Mutant feels more straight-faced and more consequential than anything Ghersi has done before

Mutant’s detached personality is not unexpected. Arca’s solo career so far has followed a kind of a backwards trajectory, getting more and more inaccessible as his music reaches a wider audience. In 2013, Arca released &&&&&, a 25-minute mix of metallic chatter, glued together by little bubblegum bits of pop sensibility. Its darkness was balanced out by its tendency to meander toward dreamy territory. Xen was a little stranger and sometimes abrasive, but elements of chamber and choral music added something ecclesiastic to its nihilistic weight. Mutant is not only esoteric, it’s also free of the lightness that previously balanced out Arca’s underlying thread of sharp gloom. Maybe it’s because of this constant weight that Mutant feels more straight-faced and more consequential than anything Ghersi has done before.
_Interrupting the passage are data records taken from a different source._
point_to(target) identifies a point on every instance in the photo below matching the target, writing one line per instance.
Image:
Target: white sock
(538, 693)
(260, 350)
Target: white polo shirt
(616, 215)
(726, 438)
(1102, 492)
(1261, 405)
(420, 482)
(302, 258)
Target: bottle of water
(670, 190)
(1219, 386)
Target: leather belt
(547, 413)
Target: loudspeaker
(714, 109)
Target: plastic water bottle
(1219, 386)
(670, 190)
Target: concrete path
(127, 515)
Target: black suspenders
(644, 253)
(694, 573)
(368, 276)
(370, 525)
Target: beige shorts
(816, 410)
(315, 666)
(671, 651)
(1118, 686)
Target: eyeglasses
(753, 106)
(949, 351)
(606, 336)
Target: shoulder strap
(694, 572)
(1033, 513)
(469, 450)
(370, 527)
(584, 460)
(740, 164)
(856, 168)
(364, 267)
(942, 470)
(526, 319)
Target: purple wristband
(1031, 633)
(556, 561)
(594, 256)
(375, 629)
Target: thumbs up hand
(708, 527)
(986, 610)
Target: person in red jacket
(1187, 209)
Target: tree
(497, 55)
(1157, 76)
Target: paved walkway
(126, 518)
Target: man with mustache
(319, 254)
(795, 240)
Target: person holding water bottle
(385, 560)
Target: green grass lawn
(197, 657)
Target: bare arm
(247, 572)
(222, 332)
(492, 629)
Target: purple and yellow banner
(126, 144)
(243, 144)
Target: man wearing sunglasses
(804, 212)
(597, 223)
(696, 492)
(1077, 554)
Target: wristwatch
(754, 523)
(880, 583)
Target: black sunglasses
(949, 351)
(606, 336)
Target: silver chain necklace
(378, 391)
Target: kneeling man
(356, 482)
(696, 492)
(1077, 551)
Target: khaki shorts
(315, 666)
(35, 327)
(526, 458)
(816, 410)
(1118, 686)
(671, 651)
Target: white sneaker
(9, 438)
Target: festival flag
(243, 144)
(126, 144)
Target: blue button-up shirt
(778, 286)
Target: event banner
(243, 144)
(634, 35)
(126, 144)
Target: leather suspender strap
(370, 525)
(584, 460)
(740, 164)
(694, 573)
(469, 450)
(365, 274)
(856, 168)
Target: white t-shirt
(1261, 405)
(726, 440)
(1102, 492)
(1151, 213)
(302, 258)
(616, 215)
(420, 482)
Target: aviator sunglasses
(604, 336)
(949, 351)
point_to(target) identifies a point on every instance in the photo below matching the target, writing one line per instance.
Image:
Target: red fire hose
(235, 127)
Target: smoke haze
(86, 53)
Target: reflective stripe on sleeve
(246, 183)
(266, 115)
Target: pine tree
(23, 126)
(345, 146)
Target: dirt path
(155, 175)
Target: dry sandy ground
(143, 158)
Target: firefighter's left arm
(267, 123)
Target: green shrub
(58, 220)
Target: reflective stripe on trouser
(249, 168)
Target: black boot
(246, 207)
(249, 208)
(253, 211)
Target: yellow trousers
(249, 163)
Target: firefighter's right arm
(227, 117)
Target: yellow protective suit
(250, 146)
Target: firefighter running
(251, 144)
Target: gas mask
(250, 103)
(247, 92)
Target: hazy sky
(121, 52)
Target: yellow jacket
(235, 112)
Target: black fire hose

Ghersi has talked at length about his impulse to shapeshift with each album. In an interview with The Fader last year, he talked about shedding the pieces of himself that don’t seem useful: "You jump off a cliff because you know that when you land, and you crash like a bunch of Legos and you fall apart, you’ll pick up the pieces that are left of you. But you don’t reattach the ones that are not useful to you, that don’t feel like they’re you." From the opening notes of Mutant, on the stuttering, frenzied "Alive," the listener is forced to wade through unfamiliar terrain. Listening to the track is reminiscent of sliding down a marble wall: rapid and slippery, with nothing to grab onto. "Umbilical," one of the few songs with a vocal sample, feels like aural body horror — the rubbery, elastic synths almost sound like skin tearing.

Mutant may be Arca’s least melodic album to date, which means it’s completely unpredictable. "En" features a vocal sigh that sounds like a man choking, which is interrupted by what sounds like a nest of angry cicadas, their thick wings furiously rubbing against each other. "Siren Interlude" is exactly what it sounds like, and Ghersi’s use of such a recognizable sound — one that usually signals injury or crime — serves to displace the listener from a moment of surreal horror and into reality, where the danger is even more real.

At 20 tracks and over an hour long, Mutant has the potential to feel overwhelming. But Arca’s style has always been direct, and on Mutant, that directness takes the place of the auditory relief his other albums have had. On Xen, Ghersi’s move after a minute or so of an especially jarring track would be to shift into a softer, more agile composition. But on Mutant, rather than transition, Ghersi more often than not just ends the song. So there are a few tracks on Mutant that fall below the one-minute mark, and several that hover around two minutes. Mutant’s playfulness comes not from actual jest, but from its dogged inability to linger.

Mutant’s playfulness comes not from actual jest, but from its dogged inability to linger

Mutant is not an easy album to listen to, and Ghersi knows it — in a recent interview with Rolling Stone, he said that he expects people who enjoyed his previous albums will dislike it. But Mutant also feels, more than any of Arca’s past works, like it was made just for Ghersi. The album’s uncomfortable sighs, grating hiccups, and buzzing agitation are Ghersi’s own. Arca has made an album that’s born of a newfound internal boldness. It’s his version of the memoiristic album, like Weezer’s Pinkerton or Red House Painters’ Ocean Beach. Mutant feels intensely personal, but it’s still opaque; anything Mutant reveals about Arca comes with a small reminder that he could easily be someone else in a year.